With the U.S. economy already slumping, it will take a decisive and reassuring response by the Bush administration to yesterday's attack on New York and Washington to keep the country out of its first recession in a decade, experts on the economy said.
In recent months, with U.S. exports falling, manufacturing in the doldrums and stocks in a downdraft, only strong consumer spending has kept the weak American economy out of the abyss of recession. But with the financial fallout that's expected to emerge from the aircraft strike against the Pentagon and destruction of the World Trade Center's twin towers, experts say the government better do all it can to soothe consumer confidence.
"It's really on the shoulders of the government - they need to support the economic system," said David Citron, a managing director in the local office of Carret and Co. "That's the only thing that will keep the economy going. If they lose consumer confidence, look out below. ... If they do enough to maintain, then we'll probably be fine as far as the economy goes."
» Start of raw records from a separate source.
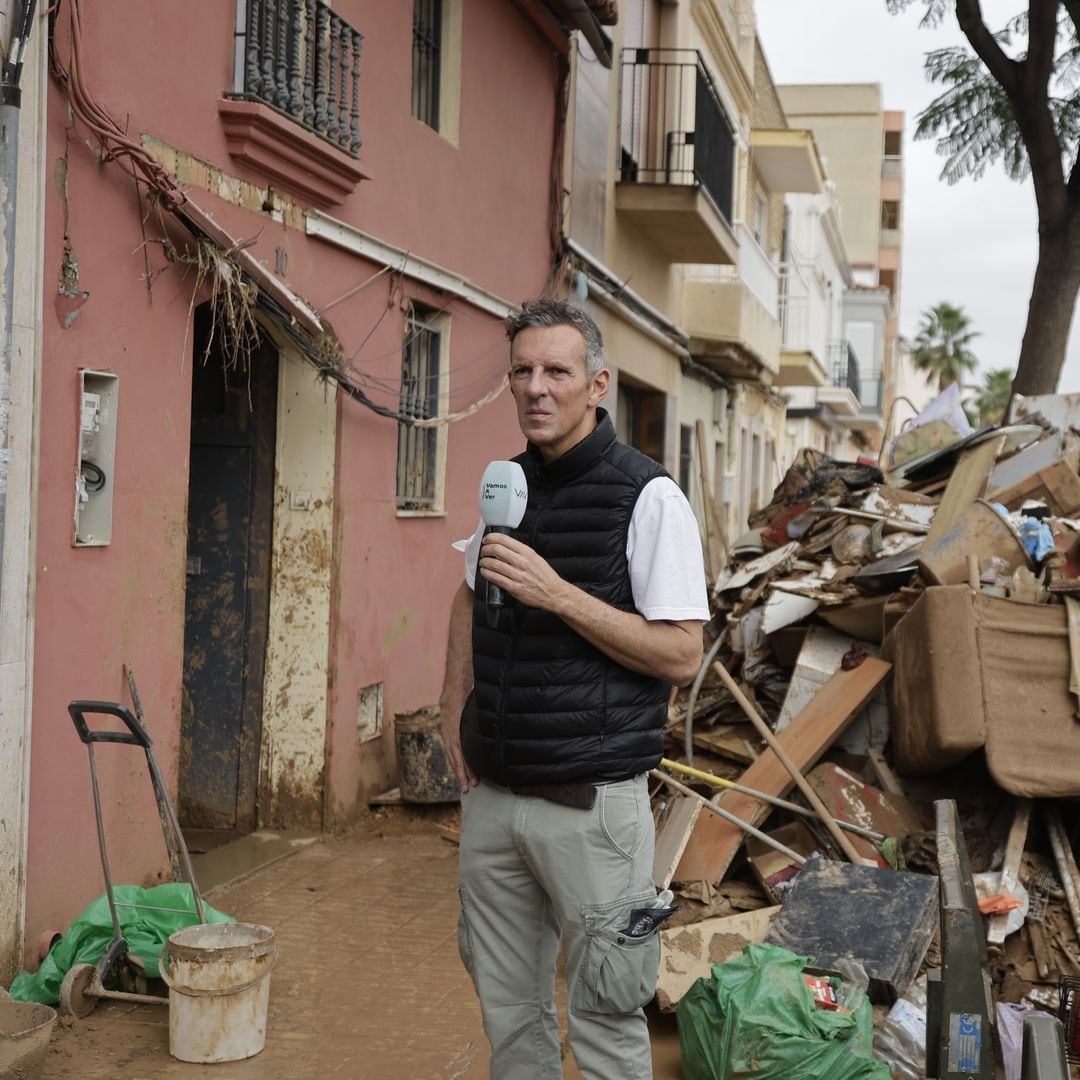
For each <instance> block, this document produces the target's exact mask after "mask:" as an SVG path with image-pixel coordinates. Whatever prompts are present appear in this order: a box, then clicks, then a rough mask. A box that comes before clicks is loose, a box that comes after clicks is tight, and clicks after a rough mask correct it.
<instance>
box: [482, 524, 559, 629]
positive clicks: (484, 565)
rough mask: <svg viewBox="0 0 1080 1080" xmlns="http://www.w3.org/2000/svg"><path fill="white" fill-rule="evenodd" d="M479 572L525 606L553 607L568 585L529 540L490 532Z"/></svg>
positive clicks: (489, 580)
mask: <svg viewBox="0 0 1080 1080" xmlns="http://www.w3.org/2000/svg"><path fill="white" fill-rule="evenodd" d="M480 572H481V576H482V577H483V578H485V579H486V580H488V581H490V582H491V583H492V584H496V585H498V586H499V588H500V589H502V590H503V591H504V592H508V593H510V595H511V596H513V597H514V599H515V600H518V602H519V603H521V604H524V605H525V606H526V607H532V608H543V609H545V610H549V611H552V610H554V609H555V605H556V600H557V598H558V596H559V595H561V593H562V591H563V590H564V589H565V588H566V581H564V580H563V579H562V578H561V577H559V576H558V575H557V573H556V572H555V571H554V570H553V569H552V568H551V565H550V564H549V563H548V561H546V559H544V558H542V557H541V556H540V555H538V554H537V553H536V552H535V551H534V550H532V549H531V548H529V546H528V544H524V543H522V542H521V541H519V540H515V539H514V538H513V537H508V536H504V535H503V534H502V532H489V534H488V535H487V536H486V537H485V538H484V544H483V546H482V548H481V550H480Z"/></svg>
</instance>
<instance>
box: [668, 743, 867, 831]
mask: <svg viewBox="0 0 1080 1080" xmlns="http://www.w3.org/2000/svg"><path fill="white" fill-rule="evenodd" d="M660 764H661V765H662V766H663V767H664V768H665V769H675V770H676V771H677V772H685V773H686V774H687V775H688V777H693V778H694V779H697V780H701V781H704V783H706V784H715V785H716V786H717V787H725V788H728V789H729V791H732V792H740V793H741V794H743V795H748V796H750V797H751V798H753V799H760V800H761V801H762V802H768V804H770V805H771V806H774V807H779V808H780V809H781V810H791V811H792V813H798V814H802V816H804V818H818V816H819V815H818V812H816V811H815V810H810V809H808V808H807V807H800V806H799V805H798V802H788V801H787V799H781V798H778V797H777V796H775V795H766V794H765V792H758V791H755V789H754V788H753V787H746V786H745V785H744V784H738V783H735V782H734V781H733V780H725V779H724V778H723V777H714V775H713V774H712V773H711V772H703V771H702V770H701V769H692V768H690V766H688V765H683V764H681V762H680V761H672V760H671V759H670V758H666V757H662V758H661V759H660ZM836 823H837V825H839V826H840V828H842V829H845V831H847V832H848V833H854V834H855V836H861V837H863V838H864V839H867V840H870V841H872V842H873V843H880V842H881V841H882V840H883V839H885V833H875V832H874V829H872V828H863V826H862V825H853V824H852V823H851V822H850V821H840V819H839V818H837V819H836Z"/></svg>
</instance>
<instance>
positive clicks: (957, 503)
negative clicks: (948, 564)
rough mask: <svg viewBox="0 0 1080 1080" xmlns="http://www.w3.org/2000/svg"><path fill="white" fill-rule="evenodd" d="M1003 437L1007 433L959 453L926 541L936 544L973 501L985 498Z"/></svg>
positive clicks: (934, 516)
mask: <svg viewBox="0 0 1080 1080" xmlns="http://www.w3.org/2000/svg"><path fill="white" fill-rule="evenodd" d="M1004 440H1005V436H1004V435H998V436H997V437H996V438H988V440H987V441H986V442H985V443H980V444H978V445H977V446H972V447H970V448H969V449H967V450H963V451H962V453H961V454H960V460H959V462H958V463H957V467H956V469H954V470H953V475H951V476H950V477H949V481H948V486H947V487H946V488H945V494H944V495H943V496H942V501H941V505H940V507H939V508H937V512H936V513H935V514H934V519H933V522H931V524H930V531H929V532H928V534H927V541H926V542H927V543H933V542H934V541H935V540H939V539H940V538H941V537H943V536H944V535H945V534H946V532H947V531H948V530H949V529H950V528H951V527H953V526H954V525H956V523H957V522H958V521H959V519H960V517H961V516H962V515H963V513H964V512H966V511H967V510H968V509H969V508H970V507H971V505H972V504H973V503H974V501H975V500H976V499H981V498H982V497H983V492H984V491H985V490H986V485H987V484H988V483H989V480H990V473H991V472H993V471H994V462H995V461H997V459H998V455H999V454H1000V453H1001V447H1002V445H1003V444H1004Z"/></svg>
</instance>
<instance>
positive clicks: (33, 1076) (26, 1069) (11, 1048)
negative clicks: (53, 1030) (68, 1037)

New York City is the world's financial center, and in many ways the trade center was a symbol of the importance of that part of the city. Because of that, the attack seems especially brazen and American investors and consumers will demand to know as soon as possible who planned the assaults - and whether more are possible.
The attacks "will keep the market in turmoil for a while until they find out who did it," said Gary T. Padussis, first vice president with Legg Mason Wood Walker Inc.
The first actions to help douse fears were taken soon after the morning attack. President Bush vowed that the country would "hunt down and punish those responsible for those cowardly acts." And the Federal Reserve said it was ready to pump extra money into the economy if needed, a move the central bank, led by Alan Greenspan, made right after the stock market crash in October 1987. Financial historians have long held that that move inspired confidence and helped avert a shock to the economy strong enough to prompt a recession.
Even so, the negative effects of yesterday's assault were seen immediately. The dollar dropped against other currencies as investors abandoned it in favor of gold and Swiss francs, assets that qualify as "safe haven" investments - a title the greenback usually holds.
Oil prices surged to their highest level since December on fears that a Middle East connection to the attacks could lead to U.S. shortages of oil. Stocks fell on overseas markets as panicky investors sold shares. U.S. stock markets were closed. And all air travel nationwide was canceled.
"It's really bringing business to a crawl," said Pradeep Ganguly, chief economist for the Maryland Department of Business and Economic Development. "The loss of work hours, the loss of business, the loss of deals made and stock transactions, and all the business meetings that were scheduled - that's all gone."
But the effect on the lumbering U.S. economy - which grew at an anemic 0.2 percent in the second quarter and 1.3 percent in the third quarter - could cut much deeper.
"We've been on the edge of recession for some time," said Scott Brown, chief economist for Raymond James & Associates in St. Petersburg, Fla. "It seems like this will probably be enough to push us over the edge and into a full-blown recession. The impact on the capital markets, and on international trade, is probably going to be significant."
The biggest concern will be consumer confidence because consumer spending accounts for two-thirds of all economic activity in the United States. Continued spending by surprisingly determined consumers is all that has been propping up the American economy.
A continued increase in oil prices could put a real pinch on household budgets, taking a bite out of consumer spending, economists said. And any decline in stock prices would add to the damage wrought by the long slide in them by gnawing away more at consumer savings and retirement accounts.
Experts are predicting a fall in stock prices of at least 5 percent when markets reopen.
Consumers and stock prices have one major quality in common: Neither likes uncertainty. The longer it takes the Bush administration to find out who engineered the attack and make clear how it intends to retaliate, the more uncertainty will mount and the more damage the economy will incur, experts agree.
If the government succeeds, the attacks are "not something that will cripple the economy, and within [time] it will be business as usual," said Peter Morici, professor of international business at the University of Maryland and a senior fellow at the Economic Strategy Institute in Washington.